それまでの私といえば、家の中という陽光を遮る場所に入った事で物質的に日影に身を置き、光線の弱い環境にいる事から気分的にも翳った物を感じて来ていた。そんな私が帰宅して先ず1番に祖母に会い、彼女の話から、私の今迄の見解とは真逆に当たるという、全く予期せぬ彼女の見解を聞く事になり、今迄の自分の僅かな人生で得た人生観が引っ繰り返るという様な、そんな突拍子もない精神的な衝撃を受けた訳だ。その為屋内に入って来てから翳っていた私の感情はどんどんと暗闇に沈み込んで行った。
そんな私の気持ちが漸くここで好転したのだ。兎に角、私はほっとした。漸く得た希望の光を胸に、私は足を踏みしめて我が家の家の奥へと向けて歩き出した。
先程ぐらついて回り出した様に感じた居間だったが、私が足を1歩前に出してみると、そこには何の異常も感じ取られる事の無い現実世界が在った。辺りの光景には何の異常も感じられな無かった。また、上げた足を下ろしてみると、それは自身の足であり、足の裏に当たる畳の感触も確りと感じ取る事が出来た。その為自らの感覚も極めて正常だと私は感じた。私は自身で自らの容体を推し量っていたのだ。よく風邪を引く私は、今しがた起きた現象から具合が悪いのだろうかと自らを訝っていたが、自身の容体を探った事で、気分的にも肉体的にも異常を感じ無かった結果を喜んだ。風邪じゃない、自分は元気な状態だと感じた。
『と、すると、何だったんだろう?。』
私は先程自身が目にした流体と色彩の流れる光景を疑問に思った。何が起こったんだろう?、何だったんだろうと、ふと立ち止まり考えてみたが、私には想像も付かない出来事だっただけに、単に首を捻るに留まった。地震という物を私は既に体験し、その言葉も知っていたが、そういった天災とは趣が異なる様に感じた。やはり私は再度首を捻った。
『私に答えは出せないな。』
考えるだけ無駄だ。そう思うと、そこでその儘深い考えに囚われる事無く私は歩み出したが、また同様の出来事が起こる事を懸念すると、落ち着いて畳の上に足を運んだ。
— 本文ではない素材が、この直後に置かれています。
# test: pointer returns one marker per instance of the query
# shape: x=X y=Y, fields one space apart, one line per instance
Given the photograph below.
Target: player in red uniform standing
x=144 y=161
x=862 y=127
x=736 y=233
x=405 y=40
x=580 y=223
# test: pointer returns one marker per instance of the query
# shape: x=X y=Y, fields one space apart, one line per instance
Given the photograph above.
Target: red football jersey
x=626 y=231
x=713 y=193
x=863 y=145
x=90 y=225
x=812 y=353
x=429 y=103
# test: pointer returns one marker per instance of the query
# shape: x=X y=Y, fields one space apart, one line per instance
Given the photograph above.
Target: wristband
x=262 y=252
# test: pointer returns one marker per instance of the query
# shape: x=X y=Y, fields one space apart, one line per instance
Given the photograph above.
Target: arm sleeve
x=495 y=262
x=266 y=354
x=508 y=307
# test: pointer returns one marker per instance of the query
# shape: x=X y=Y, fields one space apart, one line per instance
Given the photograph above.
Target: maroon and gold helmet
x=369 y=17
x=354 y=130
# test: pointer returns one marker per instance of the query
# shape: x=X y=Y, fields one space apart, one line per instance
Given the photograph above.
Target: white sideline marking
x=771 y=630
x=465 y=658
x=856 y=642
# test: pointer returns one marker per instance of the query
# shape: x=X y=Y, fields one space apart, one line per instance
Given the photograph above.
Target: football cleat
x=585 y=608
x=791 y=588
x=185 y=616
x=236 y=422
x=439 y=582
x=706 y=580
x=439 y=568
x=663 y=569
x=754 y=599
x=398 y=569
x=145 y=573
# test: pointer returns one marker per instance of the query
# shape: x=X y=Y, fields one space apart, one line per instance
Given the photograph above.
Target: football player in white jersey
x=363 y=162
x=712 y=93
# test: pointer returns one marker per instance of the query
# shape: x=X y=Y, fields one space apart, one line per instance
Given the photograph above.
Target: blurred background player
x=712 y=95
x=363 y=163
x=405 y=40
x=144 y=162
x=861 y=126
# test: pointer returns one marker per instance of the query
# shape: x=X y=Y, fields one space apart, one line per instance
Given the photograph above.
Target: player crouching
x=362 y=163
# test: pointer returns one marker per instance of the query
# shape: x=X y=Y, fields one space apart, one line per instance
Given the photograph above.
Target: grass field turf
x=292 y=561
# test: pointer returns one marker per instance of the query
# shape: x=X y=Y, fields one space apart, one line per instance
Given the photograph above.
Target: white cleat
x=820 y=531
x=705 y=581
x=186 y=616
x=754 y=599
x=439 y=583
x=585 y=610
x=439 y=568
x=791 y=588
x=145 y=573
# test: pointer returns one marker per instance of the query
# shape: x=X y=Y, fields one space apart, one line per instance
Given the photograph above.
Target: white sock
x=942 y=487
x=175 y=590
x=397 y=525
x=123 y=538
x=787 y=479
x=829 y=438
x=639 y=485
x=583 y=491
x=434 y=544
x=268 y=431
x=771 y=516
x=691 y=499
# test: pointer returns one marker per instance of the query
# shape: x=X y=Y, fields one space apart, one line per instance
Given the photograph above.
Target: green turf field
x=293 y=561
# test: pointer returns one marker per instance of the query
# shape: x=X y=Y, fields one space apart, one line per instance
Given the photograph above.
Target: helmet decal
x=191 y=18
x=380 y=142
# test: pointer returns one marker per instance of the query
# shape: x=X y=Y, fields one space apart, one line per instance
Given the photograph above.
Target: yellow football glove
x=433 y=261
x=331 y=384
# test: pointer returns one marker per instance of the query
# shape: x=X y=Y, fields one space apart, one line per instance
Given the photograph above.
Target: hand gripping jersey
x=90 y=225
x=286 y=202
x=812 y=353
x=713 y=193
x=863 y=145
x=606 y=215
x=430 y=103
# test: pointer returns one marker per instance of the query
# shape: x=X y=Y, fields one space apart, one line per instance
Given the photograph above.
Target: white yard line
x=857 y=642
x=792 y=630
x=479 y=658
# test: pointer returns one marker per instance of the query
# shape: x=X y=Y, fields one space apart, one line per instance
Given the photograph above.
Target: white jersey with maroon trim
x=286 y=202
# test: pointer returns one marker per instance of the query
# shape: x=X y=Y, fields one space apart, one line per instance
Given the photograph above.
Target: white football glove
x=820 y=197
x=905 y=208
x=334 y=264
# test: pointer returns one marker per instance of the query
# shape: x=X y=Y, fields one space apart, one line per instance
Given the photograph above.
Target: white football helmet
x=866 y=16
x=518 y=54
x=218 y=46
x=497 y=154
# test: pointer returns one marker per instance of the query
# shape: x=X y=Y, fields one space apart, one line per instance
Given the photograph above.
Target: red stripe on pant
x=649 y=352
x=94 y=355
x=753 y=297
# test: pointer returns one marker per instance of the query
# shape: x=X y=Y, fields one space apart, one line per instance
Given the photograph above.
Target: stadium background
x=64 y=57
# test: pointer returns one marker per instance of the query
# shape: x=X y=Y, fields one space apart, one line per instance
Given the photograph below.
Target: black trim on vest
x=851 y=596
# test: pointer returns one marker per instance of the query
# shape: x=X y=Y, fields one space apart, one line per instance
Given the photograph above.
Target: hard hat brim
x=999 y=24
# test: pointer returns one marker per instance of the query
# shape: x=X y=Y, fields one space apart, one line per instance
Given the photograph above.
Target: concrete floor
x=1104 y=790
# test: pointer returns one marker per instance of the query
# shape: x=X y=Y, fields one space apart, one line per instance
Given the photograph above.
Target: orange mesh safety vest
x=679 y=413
私はもう居間を通り過ぎて台所に向かう暗い廊下に入っていた。廊下が暗いといっても、台所に向かう途中に中庭に面した明るい縁側へと出る戸口が有る。その時その戸口の障子戸は丁度開いていた。お陰で廊下は庭から届く陽光でそれなりに薄明るかった。
『外は雲が晴れて太陽が出たんだな。』
私は思った。そして廊下は外より暖かく体感出来た。私は体に感じるこの気温の暖かさにもほっと心が癒される自分を感じていた。ひたひたと廊下を歩きながら、私は先程思い付いた「私」というものについて再考し、記憶の新しい内に「私」、つまりは自分というものを確立しておこうと思考し始めた。